Laporan yang sama juga menyebutkan para hadirin lain yang memprotes pernyataan Salah, mencoba mengingatkan bahwa aksi yang dilakukannya pada 2015 telah menewaskan 130 orang. Dalam laporannya, France24 menyebut, bahwa Salah menjadi satu-satunya terdakwa yang dituntut karena pembunuhan. Kepada peradilan, Salah juga dilaporkan menyebut dirinya sebagai “prajurit Negara Islam (Irak dan Suriah, ISIS)
“Saya melepaskan segala pekerjaan saya untuk menjadi prajurit Negara Islam (Irak dan Suriah, ISIS),” tukas Salah.
Sebelumnya, The New York Times melaporkan pada Sabtu (14/11/2015), bahwa ISIS mengaku bertanggung jawab atas serangan teror nahas di Paris pada 13 November 2015. Laporan ISIS tersebut disebut disebarkan oleh kelompok teror itu di platform Telegram dalam bahasa Arab, Inggris, dan Prancis. Tak hanya itu, ISIS juga disebut “menghina Prancis sebagai ibu kota prostitusi dan percabulan”.

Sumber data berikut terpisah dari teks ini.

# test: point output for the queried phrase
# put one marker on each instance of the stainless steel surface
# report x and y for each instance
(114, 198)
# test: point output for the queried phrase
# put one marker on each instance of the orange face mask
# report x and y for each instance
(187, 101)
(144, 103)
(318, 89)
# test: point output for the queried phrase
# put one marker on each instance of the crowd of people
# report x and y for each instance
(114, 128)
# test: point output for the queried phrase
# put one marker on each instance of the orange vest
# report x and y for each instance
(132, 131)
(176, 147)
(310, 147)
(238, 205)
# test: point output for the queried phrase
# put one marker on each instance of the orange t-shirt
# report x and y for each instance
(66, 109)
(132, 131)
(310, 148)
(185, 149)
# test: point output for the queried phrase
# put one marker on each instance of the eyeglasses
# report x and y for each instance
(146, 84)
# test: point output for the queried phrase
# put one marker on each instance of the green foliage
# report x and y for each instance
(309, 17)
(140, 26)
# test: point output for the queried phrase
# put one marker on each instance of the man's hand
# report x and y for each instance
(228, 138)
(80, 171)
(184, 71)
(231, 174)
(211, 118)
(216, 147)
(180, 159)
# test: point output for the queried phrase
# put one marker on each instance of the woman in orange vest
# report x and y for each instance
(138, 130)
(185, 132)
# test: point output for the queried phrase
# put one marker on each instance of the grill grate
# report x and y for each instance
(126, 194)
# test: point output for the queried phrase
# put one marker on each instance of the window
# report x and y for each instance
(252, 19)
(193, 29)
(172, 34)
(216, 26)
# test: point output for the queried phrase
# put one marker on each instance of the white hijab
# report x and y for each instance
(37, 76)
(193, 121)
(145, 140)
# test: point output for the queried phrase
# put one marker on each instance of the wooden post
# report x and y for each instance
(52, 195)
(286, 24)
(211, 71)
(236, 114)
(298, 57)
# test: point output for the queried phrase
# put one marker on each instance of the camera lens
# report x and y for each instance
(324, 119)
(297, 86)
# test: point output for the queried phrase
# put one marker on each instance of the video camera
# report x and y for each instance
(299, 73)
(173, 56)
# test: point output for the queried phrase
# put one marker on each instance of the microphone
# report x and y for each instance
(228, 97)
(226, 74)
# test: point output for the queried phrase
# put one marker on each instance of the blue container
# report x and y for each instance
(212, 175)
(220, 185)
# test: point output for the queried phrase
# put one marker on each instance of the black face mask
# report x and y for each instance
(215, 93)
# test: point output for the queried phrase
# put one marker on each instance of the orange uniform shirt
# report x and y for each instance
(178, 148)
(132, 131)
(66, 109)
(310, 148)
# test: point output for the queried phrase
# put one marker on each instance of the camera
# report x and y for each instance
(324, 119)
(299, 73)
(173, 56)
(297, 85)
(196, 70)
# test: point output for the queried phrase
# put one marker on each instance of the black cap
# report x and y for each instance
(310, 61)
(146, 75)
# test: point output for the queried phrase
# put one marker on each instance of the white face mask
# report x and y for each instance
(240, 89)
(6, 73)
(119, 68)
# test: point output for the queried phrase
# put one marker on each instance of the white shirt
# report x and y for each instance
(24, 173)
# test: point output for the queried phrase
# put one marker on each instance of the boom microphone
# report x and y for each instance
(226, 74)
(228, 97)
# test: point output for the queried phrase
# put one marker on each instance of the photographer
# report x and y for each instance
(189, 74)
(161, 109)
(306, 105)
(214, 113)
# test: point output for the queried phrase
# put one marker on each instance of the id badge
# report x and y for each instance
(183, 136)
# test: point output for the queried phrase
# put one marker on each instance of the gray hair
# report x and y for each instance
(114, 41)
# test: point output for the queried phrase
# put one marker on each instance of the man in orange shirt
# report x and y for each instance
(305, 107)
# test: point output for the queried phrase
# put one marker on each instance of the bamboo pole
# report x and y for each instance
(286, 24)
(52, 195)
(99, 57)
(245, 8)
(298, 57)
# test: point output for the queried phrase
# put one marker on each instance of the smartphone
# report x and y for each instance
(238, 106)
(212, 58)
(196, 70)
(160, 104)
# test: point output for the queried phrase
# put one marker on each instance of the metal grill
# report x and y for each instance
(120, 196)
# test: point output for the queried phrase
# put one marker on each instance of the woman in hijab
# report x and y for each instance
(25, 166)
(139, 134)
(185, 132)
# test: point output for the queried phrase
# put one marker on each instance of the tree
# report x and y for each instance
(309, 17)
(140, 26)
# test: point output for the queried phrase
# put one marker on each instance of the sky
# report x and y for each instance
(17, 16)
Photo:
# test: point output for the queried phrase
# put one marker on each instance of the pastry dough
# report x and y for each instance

“Kejadian-kejadian yang akan kami putuskan telah terpatri di antara kejadian-kejadian bersejarah dalam skala nasional dan internasional abad ini,” sebut Jean-Louis Périès, hakim kepala peradilan yang mengakui dampak dari kejadian nahas teror tersebut beserta peradilan yang akan dilaksanakan untuk membawa para pelaku ke hadapan hukum.
Laporan media Prancis juga menyebutkan pembacaan 1.800 penggugat oleh Périès, menyebutnya sebagai “momen yang emosional, tetapi penting untuk para korban dan keluarga mereka yang telah menunggu selama bertahun-tahun untuk diakuinya (status mereka sebagai korban)”.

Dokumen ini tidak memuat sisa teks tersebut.